Definition
Eine makroskopische Observable, die in einer Phase nahezu null und in einer anderen nicht null ist und dazu dient, verschiedene kollektive Zustände eines Systems zu unterscheiden.

Prinzip

Prinzip
Kodiert den Beginn kollektiver Organisation, indem sie in verschiedenen Phasen charakteristische Werte annimmt; oft verbunden mit gebrochener Symmetrie oder emergenter Kohärenz.

Demonstration

Demonstration
Die mittlere Magnetisierung pro Gitterstelle in einem ferromagnetischen Gitter ist oberhalb der kritischen Temperatur etwa null und nimmt darunter einen von null verschiedenen Wert an, was als Ordnungsparameter dient.

Fehlanwendung

Fehlanwendung
Eine allgemeine Zeitreihenmittel als Ordnungsparameter zu verwenden, obwohl sie keine Änderung kollektiver Symmetrie oder langreichweitiger Korrelationen widerspiegelt.

Konsequenz

Konsequenz
Identifiziert Phasen und lokalisiert kritische Punkte; ihr Skalierungsverhalten nahe der Transition liefert kritische Exponenten, die Universitätsklassen charakterisieren.

Umkehrung

Umkehrung
Ein Steuerungsparameter: eine extern veränderte Größe (z.

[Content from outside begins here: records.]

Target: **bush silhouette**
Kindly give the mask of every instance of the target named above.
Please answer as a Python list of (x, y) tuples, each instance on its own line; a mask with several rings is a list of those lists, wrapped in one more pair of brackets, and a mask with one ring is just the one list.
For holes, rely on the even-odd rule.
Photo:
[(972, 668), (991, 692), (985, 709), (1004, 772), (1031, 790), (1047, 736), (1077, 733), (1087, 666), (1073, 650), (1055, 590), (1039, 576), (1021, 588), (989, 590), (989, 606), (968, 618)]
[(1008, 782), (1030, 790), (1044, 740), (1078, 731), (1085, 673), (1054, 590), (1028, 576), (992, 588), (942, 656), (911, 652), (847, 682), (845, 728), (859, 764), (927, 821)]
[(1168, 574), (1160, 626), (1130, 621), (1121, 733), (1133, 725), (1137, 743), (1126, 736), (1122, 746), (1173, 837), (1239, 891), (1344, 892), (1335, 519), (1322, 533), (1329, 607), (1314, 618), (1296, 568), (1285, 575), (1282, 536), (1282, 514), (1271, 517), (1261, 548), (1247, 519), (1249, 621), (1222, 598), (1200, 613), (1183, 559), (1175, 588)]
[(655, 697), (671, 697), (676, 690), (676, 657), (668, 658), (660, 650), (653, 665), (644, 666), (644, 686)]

B. Temperatur), deren Änderung die Phase hervorruft, die durch den Ordnungsparameter beschrieben wird.

Abgrenzung

Abgrenzung
Gilt für makroskopische Ensemble oder die thermodynamische Grenze, wo kollektives Verhalten auftritt; nicht sinnvoll für Einteilchen-Mikrozustände oder rein kinematische Observablen.

Semantische Spannung

Semantische Spannung
Wird häufig mit der Steuergröße verwechselt, die die Änderung hervorruft (z. B. Temperatur); der Ordnungsparameter ist die reagierende kollektive Observable, nicht der Treiber.

Synthese

Synthese
Ein Ordnungsparameter ist die kollektive Observable, deren verschiedene stabile Werte Phasen unterscheiden und deren Verhalten nahe Übergängen die emergente Organisation des Systems kodiert.